Target Size: ~200-500KB (comparable to pgvector)


📋 Revised Implementation Checklist

Prerequisites

  • Clone PGlite repo with submodules
  • Install Emscripten SDK (emsdk)
  • Study pgvector's PGlite implementation
  • Understand PGlite's build system

Development

  • Create ruvector-core (no PostgreSQL deps)
  • Add C FFI layer (ffi.rs with #[no_mangle])
  • Write C wrapper (ruvector_wrapper.c)
  • Create extension control file (ruvector.control)
  • Write SQL install script (ruvector--0.1.0.sql)

Building

  • Add as submodule to PGlite
  • Configure Emscripten Makefile
  • Build Rust to WASM staticlib
  • Link with C wrapper using emcc
  • Package to .tar.gz

Testing

  • Write Vitest tests
  • Test in browser environment
  • Benchmark against pgvector
  • Validate SQL compatibility

Publishing

  • Create TypeScript loader
  • Add to PGlite extensions catalog
  • Publish to npm
  • Write documentation

🎯 Recommended Path Forward

Start with Option 2 (TypeScript Plugin) for these reasons:

  1. Immediate Value: Can ship in 1-2 weeks vs 6+ weeks
  2. Learning Path: Understand PGlite before committing to Option 1
  3. Proof of Concept: Validate demand for ruvector-pglite
  4. Simpler: No Emscripten complexity
  5. Upgradeable: Can migrate to Option 1 later if SQL is critical

Then, if SQL compatibility is required, upgrade to Option 1 (Full Extension).

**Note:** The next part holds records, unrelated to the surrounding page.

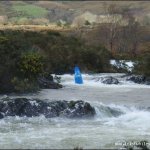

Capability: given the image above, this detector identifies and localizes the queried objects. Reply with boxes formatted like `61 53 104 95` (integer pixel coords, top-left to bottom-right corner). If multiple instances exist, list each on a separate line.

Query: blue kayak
74 66 83 84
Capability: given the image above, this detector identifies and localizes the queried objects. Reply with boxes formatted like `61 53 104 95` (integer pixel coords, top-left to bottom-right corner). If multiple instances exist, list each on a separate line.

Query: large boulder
0 98 95 119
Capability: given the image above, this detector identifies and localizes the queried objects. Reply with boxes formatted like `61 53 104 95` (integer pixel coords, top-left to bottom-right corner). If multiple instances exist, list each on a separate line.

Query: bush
18 52 44 80
134 51 150 76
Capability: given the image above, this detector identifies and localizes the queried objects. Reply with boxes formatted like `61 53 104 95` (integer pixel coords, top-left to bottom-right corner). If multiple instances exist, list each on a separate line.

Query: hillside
0 1 150 25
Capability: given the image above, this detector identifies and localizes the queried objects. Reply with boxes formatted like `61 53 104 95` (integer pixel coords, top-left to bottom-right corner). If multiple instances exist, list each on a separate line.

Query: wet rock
0 98 95 119
100 76 119 84
38 77 62 89
126 75 146 84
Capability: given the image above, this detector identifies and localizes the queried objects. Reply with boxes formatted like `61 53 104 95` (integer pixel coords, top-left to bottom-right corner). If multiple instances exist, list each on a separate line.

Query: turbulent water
0 74 150 149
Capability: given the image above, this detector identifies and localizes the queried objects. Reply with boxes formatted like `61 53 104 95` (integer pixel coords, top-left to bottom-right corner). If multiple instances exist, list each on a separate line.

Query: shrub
19 52 44 79
134 51 150 76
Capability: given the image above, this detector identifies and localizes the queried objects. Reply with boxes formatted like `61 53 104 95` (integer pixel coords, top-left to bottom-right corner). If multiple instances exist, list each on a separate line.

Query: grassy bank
0 30 111 93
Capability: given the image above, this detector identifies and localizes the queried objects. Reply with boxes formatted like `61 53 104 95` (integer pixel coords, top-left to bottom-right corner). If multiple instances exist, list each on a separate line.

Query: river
0 74 150 149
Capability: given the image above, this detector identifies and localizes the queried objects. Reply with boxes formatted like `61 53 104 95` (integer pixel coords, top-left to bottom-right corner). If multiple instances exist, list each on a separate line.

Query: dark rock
145 77 150 85
126 75 146 84
0 98 95 119
100 76 119 84
38 77 62 89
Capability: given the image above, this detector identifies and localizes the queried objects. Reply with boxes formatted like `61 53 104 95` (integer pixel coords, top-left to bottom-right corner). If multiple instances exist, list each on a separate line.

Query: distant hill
0 1 150 24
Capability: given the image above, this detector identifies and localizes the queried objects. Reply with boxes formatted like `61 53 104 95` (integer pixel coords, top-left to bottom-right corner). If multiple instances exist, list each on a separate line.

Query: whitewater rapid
0 74 150 149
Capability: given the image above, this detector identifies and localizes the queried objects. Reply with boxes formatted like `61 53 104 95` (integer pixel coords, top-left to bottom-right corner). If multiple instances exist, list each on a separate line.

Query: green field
12 2 48 18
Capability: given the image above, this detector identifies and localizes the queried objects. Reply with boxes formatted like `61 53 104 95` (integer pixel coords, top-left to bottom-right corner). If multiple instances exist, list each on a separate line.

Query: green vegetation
12 2 47 18
134 51 150 77
0 30 110 93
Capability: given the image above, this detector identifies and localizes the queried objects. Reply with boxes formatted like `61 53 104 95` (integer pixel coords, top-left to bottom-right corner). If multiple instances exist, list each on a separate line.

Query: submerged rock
0 98 95 119
126 75 146 84
38 77 62 89
99 76 119 84
94 76 119 84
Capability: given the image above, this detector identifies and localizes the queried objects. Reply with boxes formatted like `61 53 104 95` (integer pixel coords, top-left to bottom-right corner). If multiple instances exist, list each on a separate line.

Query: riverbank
0 74 150 149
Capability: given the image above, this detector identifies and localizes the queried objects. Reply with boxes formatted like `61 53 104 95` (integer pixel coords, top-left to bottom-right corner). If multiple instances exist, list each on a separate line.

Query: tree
104 4 122 54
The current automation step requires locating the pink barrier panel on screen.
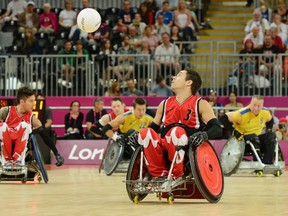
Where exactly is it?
[52,140,288,165]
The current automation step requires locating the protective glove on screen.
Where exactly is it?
[244,134,260,151]
[232,130,243,140]
[55,153,64,166]
[189,131,208,147]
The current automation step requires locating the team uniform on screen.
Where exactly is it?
[0,106,33,164]
[138,96,204,178]
[233,106,276,164]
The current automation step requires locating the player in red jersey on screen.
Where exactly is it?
[90,97,129,137]
[0,87,64,166]
[138,70,222,187]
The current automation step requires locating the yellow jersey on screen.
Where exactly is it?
[233,106,272,136]
[119,111,152,133]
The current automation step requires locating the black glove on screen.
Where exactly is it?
[128,131,139,147]
[232,130,243,140]
[116,134,125,146]
[244,134,260,151]
[189,131,208,147]
[55,153,64,166]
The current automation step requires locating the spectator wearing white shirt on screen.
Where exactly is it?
[244,10,270,35]
[244,26,264,49]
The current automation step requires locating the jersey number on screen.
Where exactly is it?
[184,109,192,120]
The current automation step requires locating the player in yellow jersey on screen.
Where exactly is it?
[220,95,276,164]
[102,98,152,147]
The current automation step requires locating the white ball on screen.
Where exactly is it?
[77,8,101,33]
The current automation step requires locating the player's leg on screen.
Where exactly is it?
[138,128,169,177]
[12,122,32,165]
[0,122,12,164]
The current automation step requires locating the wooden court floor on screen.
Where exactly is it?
[0,165,288,216]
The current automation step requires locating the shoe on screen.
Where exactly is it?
[161,175,185,191]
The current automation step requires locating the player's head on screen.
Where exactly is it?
[250,95,264,115]
[17,86,35,112]
[111,97,125,116]
[171,69,202,95]
[133,98,147,119]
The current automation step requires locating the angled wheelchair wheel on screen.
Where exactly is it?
[220,136,245,176]
[126,146,149,204]
[31,134,49,183]
[189,142,224,203]
[104,141,125,176]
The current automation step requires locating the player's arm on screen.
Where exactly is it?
[0,107,9,122]
[102,114,125,141]
[32,116,64,166]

📚 Additional Research Needed

  1. Emscripten + Rust: Best practices for compiling Rust to WASM with emcc
  2. PGlite Build System: Deep dive into their Makefile and build scripts
  3. PostgreSQL C API: Required functions for minimal extension
  4. Memory Management: Emscripten's memory model vs Rust
  5. Size Optimization: Dead code elimination, LTO for WASM

Sources


Next Step: Choose an implementation option and update the plan accordingly.